Duration of Response (DOR)	Approximately 4 years	Assessed by BICR per Lugano Classification, among the subjects who received the combination of zilovertamab plus ibrutinib compared with the subjects who received ibrutinib plus placebo.
Overall Survival (OS)	Approximately 4 years	OS among the subjects who received the combination of zilovertamab plus ibrutinib compared with the subjects who received ibrutinib plus placebo.
Overall Safety Profile	Approximately 4 years	Overall safety profile among the subjects who received the combination of zilovertamab plus ibrutinib compared with the subjects who received ibrutinib plus placebo. This would include incidence of treatment-emergent adverse events and laboratory abnormalities.

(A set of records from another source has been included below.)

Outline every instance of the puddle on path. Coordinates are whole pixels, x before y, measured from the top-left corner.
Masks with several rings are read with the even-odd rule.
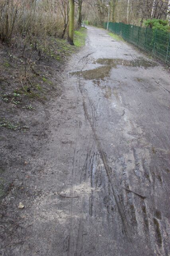
[[[100,58],[94,61],[93,64],[100,64],[103,66],[83,71],[76,71],[70,73],[73,76],[81,76],[86,80],[99,81],[104,80],[109,76],[112,68],[116,68],[117,66],[144,67],[145,69],[158,66],[156,63],[145,59],[140,58],[133,60],[127,60],[123,59]]]
[[[72,72],[70,73],[70,74],[73,76],[80,76],[86,80],[103,80],[109,76],[111,68],[110,66],[104,66],[94,69]]]

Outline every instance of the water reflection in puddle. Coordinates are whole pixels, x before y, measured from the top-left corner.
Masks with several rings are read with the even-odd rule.
[[[105,77],[109,76],[112,67],[110,66],[103,66],[94,69],[77,71],[70,73],[73,76],[82,76],[86,80],[104,80]]]
[[[70,73],[70,74],[73,76],[81,76],[86,80],[103,80],[105,78],[109,76],[111,69],[116,68],[118,66],[143,67],[145,69],[158,66],[155,62],[143,58],[132,60],[123,59],[100,58],[94,61],[93,64],[100,64],[103,66],[93,69],[72,72]]]

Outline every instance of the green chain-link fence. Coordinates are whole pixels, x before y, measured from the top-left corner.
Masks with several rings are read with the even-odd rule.
[[[109,22],[108,29],[170,66],[170,33],[116,22]]]

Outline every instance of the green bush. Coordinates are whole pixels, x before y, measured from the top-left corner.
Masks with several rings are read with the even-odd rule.
[[[169,26],[168,25],[168,20],[157,19],[152,20],[148,19],[145,22],[144,24],[147,27],[153,30],[158,29],[164,32],[168,32],[170,31],[170,29]]]

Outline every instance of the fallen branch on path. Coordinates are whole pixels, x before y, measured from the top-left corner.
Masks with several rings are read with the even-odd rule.
[[[132,193],[133,193],[134,194],[135,194],[135,195],[137,195],[137,196],[140,196],[140,197],[141,197],[141,198],[142,198],[143,199],[145,199],[145,198],[147,198],[146,196],[142,196],[142,195],[140,195],[140,194],[136,193],[136,192],[134,192],[134,191],[131,190],[130,189],[128,189],[128,188],[124,188],[123,187],[121,187],[121,186],[120,186],[120,187],[121,188],[123,188],[123,189],[125,189],[126,190],[127,190],[129,192],[132,192]]]
[[[79,197],[79,196],[63,196],[63,195],[61,195],[60,193],[58,193],[58,194],[59,194],[59,196],[61,196],[62,197],[64,197],[64,198],[76,198],[76,197]]]

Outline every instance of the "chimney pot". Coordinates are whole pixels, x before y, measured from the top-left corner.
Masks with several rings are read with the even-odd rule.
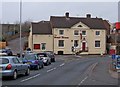
[[[66,13],[65,13],[65,16],[68,18],[68,17],[69,17],[69,12],[66,12]]]
[[[86,17],[87,17],[87,18],[91,18],[91,14],[87,14]]]

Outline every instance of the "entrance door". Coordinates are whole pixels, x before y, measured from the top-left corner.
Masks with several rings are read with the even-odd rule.
[[[82,42],[82,51],[85,51],[86,43]]]

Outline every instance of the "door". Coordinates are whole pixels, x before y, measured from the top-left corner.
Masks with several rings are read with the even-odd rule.
[[[86,43],[82,42],[82,51],[85,51]]]

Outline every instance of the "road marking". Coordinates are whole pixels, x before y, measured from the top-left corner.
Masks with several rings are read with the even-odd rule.
[[[65,65],[65,63],[62,63],[60,66],[64,66]]]
[[[81,85],[87,78],[88,76],[86,76],[78,85]]]
[[[40,74],[37,74],[37,75],[35,75],[35,76],[29,77],[29,78],[24,79],[24,80],[21,80],[20,82],[25,82],[25,81],[27,81],[27,80],[30,80],[30,79],[36,78],[36,77],[38,77],[38,76],[40,76]]]
[[[47,72],[51,72],[51,71],[53,71],[53,70],[55,70],[55,69],[56,69],[56,67],[55,67],[55,68],[52,68],[52,69],[47,70]]]

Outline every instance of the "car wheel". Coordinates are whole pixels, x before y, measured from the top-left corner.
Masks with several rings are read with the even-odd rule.
[[[30,69],[28,68],[27,71],[25,72],[25,75],[28,76],[30,75]]]
[[[39,70],[40,69],[40,65],[37,65],[36,69]]]
[[[14,80],[17,79],[17,72],[16,71],[13,72],[13,79]]]

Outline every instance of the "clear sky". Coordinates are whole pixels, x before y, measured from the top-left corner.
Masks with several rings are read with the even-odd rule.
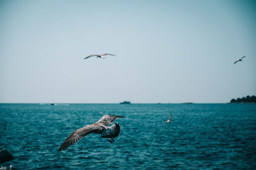
[[[256,1],[1,0],[0,81],[0,103],[256,95]]]

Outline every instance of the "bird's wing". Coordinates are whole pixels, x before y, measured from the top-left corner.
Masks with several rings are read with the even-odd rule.
[[[124,118],[122,116],[115,116],[115,115],[104,115],[97,123],[104,124],[106,126],[108,126],[110,124],[112,124],[118,118]]]
[[[97,56],[97,55],[97,55],[97,54],[90,55],[89,56],[85,57],[85,58],[84,59],[84,59],[88,59],[88,58],[90,58],[90,57],[93,57],[93,56]]]
[[[114,54],[111,54],[111,53],[102,53],[102,55],[113,55],[113,56],[116,56]]]
[[[92,125],[86,125],[84,127],[78,129],[74,131],[65,140],[61,146],[60,146],[58,151],[65,150],[70,145],[74,144],[83,137],[86,135],[93,132],[94,131],[101,130],[102,127],[97,124],[93,124]]]

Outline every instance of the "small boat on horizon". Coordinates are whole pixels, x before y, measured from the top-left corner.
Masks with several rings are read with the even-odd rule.
[[[124,101],[124,102],[119,103],[119,104],[131,104],[131,102]]]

Complete Response Rate	Approximately 4 years	Assessed by BICR per Lugano Classification Classification among the subjects who received the combination of zilovertamab plus ibrutinib compared with the subjects who received ibrutinib plus placebo.
Proportion of subjects experiencing Grade 3 to 4 neutrophil count decrease	Approximately 4 years	Proportion of subjects experiencing Grade 3 to 4 neutrophil count decrease among the subjects who received the combination of zilovertamab plus ibrutinib compared with the subjects who received ibrutinib plus placebo based on laboratory abnormalities.